Ansprache 7. November

Professor Dietfrid Krause-Vilmar:
Jüdisches Leben in Kassel bis zum Jahre 1938


Ansprache an der Gedenkfeier zu den Novemberpogromen 1938

Am 7. November 2023 im Bürgersaal des Kasseler Rathauses

Über „Jüdisches Leben in Kassel bis zum Jahre 1938“ in einer zeitlich begrenzten Ansprache zu berichten, bringt jeden Redner in Schwierigkeiten. Dem reichhaltigen und vielseitigen Leben dieser Gemeinde, vor allem im 19. Jahrhundert, den beeindruckenden Persönlichkeiten und ihren Werken gerecht zu werden, kann unter diesen Umständen nicht gelingen. Ich bitte um Nachsicht, dass ich nur wenige Akzente setzen und Streiflichter aufscheinen lassen kann.

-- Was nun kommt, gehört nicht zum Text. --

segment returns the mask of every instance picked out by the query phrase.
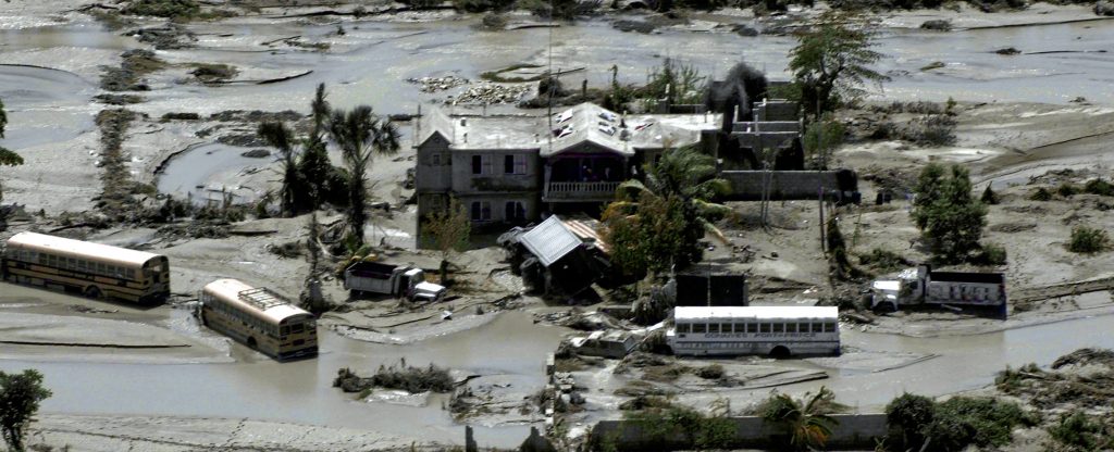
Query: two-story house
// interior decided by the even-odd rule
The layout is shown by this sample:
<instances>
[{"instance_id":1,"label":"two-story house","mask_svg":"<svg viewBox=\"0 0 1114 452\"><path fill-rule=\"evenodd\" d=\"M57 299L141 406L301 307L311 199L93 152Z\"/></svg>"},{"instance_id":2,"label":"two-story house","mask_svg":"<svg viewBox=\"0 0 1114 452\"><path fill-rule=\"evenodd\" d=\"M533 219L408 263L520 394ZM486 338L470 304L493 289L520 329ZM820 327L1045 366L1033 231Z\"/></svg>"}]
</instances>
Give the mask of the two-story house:
<instances>
[{"instance_id":1,"label":"two-story house","mask_svg":"<svg viewBox=\"0 0 1114 452\"><path fill-rule=\"evenodd\" d=\"M624 116L594 104L553 118L434 109L417 130L419 234L426 215L450 197L479 229L536 222L560 206L598 206L665 149L701 146L714 155L721 121L716 114Z\"/></svg>"}]
</instances>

                                       
Die große jüdische Stadtgemeinde

Kassel hatte eine sehr große jüdische Gemeinde, die sich im 19. Jahrhundert gebildet hatte. Als Auftakt zur Emanzipation gilt das Dekret Jérômes, des Königs von Westphalen, vom 27. Januar 1808, in dem es im ersten Artikel unmissverständlich heißt, dass die Juden dieselben Rechte und Freiheiten wie die übrigen Untertanen genießen sollen. [Damit fielen die Schutzgelder, die Heiratserlaubnis und die zahlreichen Einschränkungen in der Berufs- und Niederlassungsfreiheit weg.] Mit einem Schlage war „zum ersten Mal in einem deutschen Land rechtlich die Gleichberechtigung der Juden vollzogen“.
[Jérôme hob kurze Zeit später die Zünfte auf, führte die Patentsteuer ein und schuf auch für die Juden die Gewerbefreiheit, sie waren nicht mehr von Ackerbau und Handwerk ausgeschlossen und ausschließlich auf den Handel beschränkt.]

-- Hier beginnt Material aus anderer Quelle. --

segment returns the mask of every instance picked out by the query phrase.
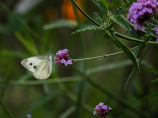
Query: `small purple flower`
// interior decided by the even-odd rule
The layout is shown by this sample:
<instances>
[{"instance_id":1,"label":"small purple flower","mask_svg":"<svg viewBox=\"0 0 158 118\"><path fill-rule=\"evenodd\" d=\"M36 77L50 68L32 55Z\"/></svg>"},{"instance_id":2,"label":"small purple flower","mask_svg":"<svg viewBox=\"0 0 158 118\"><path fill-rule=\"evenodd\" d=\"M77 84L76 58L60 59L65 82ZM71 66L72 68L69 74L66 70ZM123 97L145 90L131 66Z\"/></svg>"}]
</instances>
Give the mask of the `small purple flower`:
<instances>
[{"instance_id":1,"label":"small purple flower","mask_svg":"<svg viewBox=\"0 0 158 118\"><path fill-rule=\"evenodd\" d=\"M111 110L112 108L108 107L107 105L104 105L104 103L100 102L99 105L97 105L94 108L93 115L98 115L100 117L106 118L106 114Z\"/></svg>"},{"instance_id":2,"label":"small purple flower","mask_svg":"<svg viewBox=\"0 0 158 118\"><path fill-rule=\"evenodd\" d=\"M155 34L158 35L158 27L154 27L153 30L155 30Z\"/></svg>"},{"instance_id":3,"label":"small purple flower","mask_svg":"<svg viewBox=\"0 0 158 118\"><path fill-rule=\"evenodd\" d=\"M32 118L31 114L27 114L27 118Z\"/></svg>"},{"instance_id":4,"label":"small purple flower","mask_svg":"<svg viewBox=\"0 0 158 118\"><path fill-rule=\"evenodd\" d=\"M158 14L158 1L157 0L137 0L133 2L129 8L127 19L134 24L134 29L145 30L144 22L149 20L154 13Z\"/></svg>"},{"instance_id":5,"label":"small purple flower","mask_svg":"<svg viewBox=\"0 0 158 118\"><path fill-rule=\"evenodd\" d=\"M54 58L55 63L60 63L61 65L67 66L68 64L72 64L72 60L70 60L68 55L68 49L59 50L56 53Z\"/></svg>"}]
</instances>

Mit diesem Januardekret von 1808 war jedoch die Emanzipation der Juden erst eingeleitet, noch lange nicht erreicht. Ihnen wurden ihre Rechte nicht geschenkt. Sie mussten die allgemein proklamierten Rechte vor Ort gegen traditionelle Mächte, besonders gegen den oft hartnäckig auftretenden Widerstand durchsetzen. Erst die Anwesenheit des preußischen Staates in Hessen verwirklichte die bürgerliche Gleichstellung der Juden. Das Gesetz des Norddeutschen Bundes vom 3. Juni 1869 hob „alle noch bestehenden, aus der Verschiedenheit des religiösen Bekenntnisses hergeleiteten Beschränkungen der bürgerlichen und staatsbürgerlichen Rechte“ auf. Dabei war es von Bedeutung, dass die Rechtsgleichheit der Juden jeweils von „außen“ – von Frankreich und von Preußen – verfasst wurde. Die Mitte der Gesellschaft in Hessen war erst noch zu gewinnen.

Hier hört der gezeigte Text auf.